メモと疑問に思ったことをここで纏めてみる。


その1

「人間の心をコンピュータで理解できるように」研究していると教授は言った。


確かにコンピュータは人間の心を理解はできそうだ。こんな時はこんな感情で、こんな脳の状態だとか教え込めばできるんじゃないかなぁなんて知識のない私は想像する。


けれども表現はできるのか?


人間の心を、繊細な感情を、カケヒキを謀る言葉のニュアンスとかいろいろ!コンピュータに表されてたまるか!って、感情論ではなく、ただ不可能じゃないかと私は思った。

物語の中でこそ、人間の動きはパターン化しないし、思ってもいないことを言ったり言わなかったり、嘘をつけたりつけなかったり、どんな展開にもなり得そうな物語が面白いのではと思う。

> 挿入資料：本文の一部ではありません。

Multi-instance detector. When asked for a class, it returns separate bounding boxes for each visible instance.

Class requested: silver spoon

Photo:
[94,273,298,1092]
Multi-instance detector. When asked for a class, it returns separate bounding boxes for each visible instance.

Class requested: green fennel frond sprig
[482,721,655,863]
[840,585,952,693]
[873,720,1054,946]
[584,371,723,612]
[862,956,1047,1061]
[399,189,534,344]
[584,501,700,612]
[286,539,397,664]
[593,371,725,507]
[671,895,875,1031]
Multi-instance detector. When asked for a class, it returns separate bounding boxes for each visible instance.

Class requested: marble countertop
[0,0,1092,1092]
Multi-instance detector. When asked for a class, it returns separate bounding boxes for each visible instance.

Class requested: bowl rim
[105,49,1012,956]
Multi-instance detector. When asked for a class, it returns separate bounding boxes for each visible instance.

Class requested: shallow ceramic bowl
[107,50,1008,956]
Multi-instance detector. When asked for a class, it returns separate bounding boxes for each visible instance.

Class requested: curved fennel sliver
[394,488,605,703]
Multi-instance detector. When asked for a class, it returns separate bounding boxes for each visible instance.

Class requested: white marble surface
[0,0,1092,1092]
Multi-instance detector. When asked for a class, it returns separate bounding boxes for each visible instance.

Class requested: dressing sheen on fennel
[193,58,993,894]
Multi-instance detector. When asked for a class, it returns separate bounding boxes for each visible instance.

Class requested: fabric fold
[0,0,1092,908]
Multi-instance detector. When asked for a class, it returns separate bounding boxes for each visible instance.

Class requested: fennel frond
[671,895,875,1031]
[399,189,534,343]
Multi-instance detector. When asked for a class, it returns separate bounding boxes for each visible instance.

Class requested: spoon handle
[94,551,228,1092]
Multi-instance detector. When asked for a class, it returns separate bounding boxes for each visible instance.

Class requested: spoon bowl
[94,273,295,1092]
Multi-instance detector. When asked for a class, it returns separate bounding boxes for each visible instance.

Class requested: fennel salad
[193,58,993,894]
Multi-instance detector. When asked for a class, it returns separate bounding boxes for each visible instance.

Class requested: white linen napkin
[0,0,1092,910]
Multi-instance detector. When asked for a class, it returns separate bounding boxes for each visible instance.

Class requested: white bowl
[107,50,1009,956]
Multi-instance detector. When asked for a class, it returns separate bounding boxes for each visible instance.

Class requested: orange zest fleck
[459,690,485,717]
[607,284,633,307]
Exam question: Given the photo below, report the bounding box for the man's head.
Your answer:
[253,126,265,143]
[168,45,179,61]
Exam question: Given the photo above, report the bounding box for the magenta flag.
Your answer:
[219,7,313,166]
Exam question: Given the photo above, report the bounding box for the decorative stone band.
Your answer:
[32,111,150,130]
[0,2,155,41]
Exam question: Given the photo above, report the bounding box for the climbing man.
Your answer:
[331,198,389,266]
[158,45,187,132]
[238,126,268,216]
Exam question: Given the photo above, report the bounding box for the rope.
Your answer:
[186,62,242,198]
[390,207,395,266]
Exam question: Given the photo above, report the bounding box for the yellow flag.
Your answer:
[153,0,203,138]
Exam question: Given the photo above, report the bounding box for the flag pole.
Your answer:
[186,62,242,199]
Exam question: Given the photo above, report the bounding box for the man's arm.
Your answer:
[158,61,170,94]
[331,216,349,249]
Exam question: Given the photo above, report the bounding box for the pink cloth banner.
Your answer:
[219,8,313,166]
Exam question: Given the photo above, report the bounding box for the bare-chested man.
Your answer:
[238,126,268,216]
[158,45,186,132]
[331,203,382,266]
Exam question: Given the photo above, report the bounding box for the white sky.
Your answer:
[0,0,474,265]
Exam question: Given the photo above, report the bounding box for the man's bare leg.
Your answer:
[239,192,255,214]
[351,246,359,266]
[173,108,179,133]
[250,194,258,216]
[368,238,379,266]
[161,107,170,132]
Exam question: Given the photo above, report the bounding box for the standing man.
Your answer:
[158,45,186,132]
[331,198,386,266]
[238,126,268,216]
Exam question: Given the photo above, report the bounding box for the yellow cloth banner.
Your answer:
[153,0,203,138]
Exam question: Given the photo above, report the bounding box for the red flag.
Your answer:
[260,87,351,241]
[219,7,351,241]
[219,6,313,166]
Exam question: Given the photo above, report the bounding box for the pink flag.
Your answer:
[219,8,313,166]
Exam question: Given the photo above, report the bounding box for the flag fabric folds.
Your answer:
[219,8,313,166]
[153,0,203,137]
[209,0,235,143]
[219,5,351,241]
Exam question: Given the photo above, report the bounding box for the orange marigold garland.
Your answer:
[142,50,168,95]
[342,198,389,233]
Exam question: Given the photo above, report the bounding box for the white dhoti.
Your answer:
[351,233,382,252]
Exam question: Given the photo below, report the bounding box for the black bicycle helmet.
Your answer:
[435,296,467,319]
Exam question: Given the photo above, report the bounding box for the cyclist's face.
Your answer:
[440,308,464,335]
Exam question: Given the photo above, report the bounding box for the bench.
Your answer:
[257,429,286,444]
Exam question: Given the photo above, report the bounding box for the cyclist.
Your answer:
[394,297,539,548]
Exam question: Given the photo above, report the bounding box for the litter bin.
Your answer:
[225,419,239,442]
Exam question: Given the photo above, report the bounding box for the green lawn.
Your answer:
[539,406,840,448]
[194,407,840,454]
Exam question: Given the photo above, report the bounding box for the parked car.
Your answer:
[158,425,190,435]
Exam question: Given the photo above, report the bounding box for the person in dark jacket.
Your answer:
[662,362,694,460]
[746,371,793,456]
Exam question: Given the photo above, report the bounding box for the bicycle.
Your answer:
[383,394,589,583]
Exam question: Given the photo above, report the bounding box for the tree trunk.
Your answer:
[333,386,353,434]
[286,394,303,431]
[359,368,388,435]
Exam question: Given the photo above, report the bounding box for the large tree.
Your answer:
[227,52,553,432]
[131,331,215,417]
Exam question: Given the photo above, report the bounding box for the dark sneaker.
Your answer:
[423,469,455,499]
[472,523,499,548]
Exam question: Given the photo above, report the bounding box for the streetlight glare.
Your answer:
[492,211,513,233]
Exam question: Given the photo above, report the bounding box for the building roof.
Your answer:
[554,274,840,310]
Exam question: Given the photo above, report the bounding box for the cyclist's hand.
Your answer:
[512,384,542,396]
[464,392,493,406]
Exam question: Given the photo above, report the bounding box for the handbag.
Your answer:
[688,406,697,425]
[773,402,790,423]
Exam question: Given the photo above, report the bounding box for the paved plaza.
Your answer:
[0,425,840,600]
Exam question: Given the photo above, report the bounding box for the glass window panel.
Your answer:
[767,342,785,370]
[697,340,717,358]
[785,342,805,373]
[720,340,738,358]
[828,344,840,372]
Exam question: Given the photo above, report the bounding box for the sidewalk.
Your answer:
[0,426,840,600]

もしAIに物語書かせるのに成功したら一度それを読んでみたい。好きになれるかどうか別として。



その②

そもそもなぜ人工知能に物語を書かせたいのか。それに実用性はあるのか。


実用性がないものを研究はしないだろうから、AIが物語を書ければ何かしら益があるのだろう。


でもなぁ……。

AIの書く話は面白いかもしれない。物理的に不可能なことは起こらないだろうし、面白いと思わせるタイミングとか文章体とかいろいろ図っていそうだ。ミステリー小説なんかでは完全な落とし穴を作れたり、


またAIによって無限パターンの物語が生まれてしまったら?

人間の想像力も限界を迎えてしまって、考えた小説はすでにAIが出しているというようになってしまうのではないかと私は恐れた。


更に私は思う。

物語って、作者ありきで価値が出るのではないだろうか。

文章で感じる作者の香り、経験や思考、トラウマ

ミス表現で感じる不完全さ、人間らしさ

ツイートなどで見る個性や、個人的に知り合ったとき初めて知る秘話や裏話。


これが面白いのではないか。


例えば三秋縋さんの作品中で感じる孤独感の魅力と喪失の中から見出される愛と希望。

あの作品の作者がもし現実では陽キャ幸せパーリーピーポーだったとして、そのことを知るとショックを受ける人も少なくないだろう。

現に三秋縋さんはTwitterにて作品と雰囲気の変わらないツイートで読者からの人気を集めている。

住野よるさんだって、個性と趣味でいっぱいの充実していそうな大人感とかわいさが、温厚な作品とマッチしている。


やはり小説は作者ありきで価値が出るのだと思う。


小説があるからにはそれを考えた作者がいるのであって、作者がいるから記憶と経験と生活がある。

読者に作者の人となりまで考えさせ、それが面白くて、深くて、次の作品が楽しみになる。


それが、小説の醍醐味なんじゃないかなと私は思っている。

単に、作家という夢を人工知能から守りたいという思いもある。


学校でこんなふうに、物語を作ることについて話されることはまずないから、この授業は新鮮で、こんなふうに自分なりに考えてみる機会になった。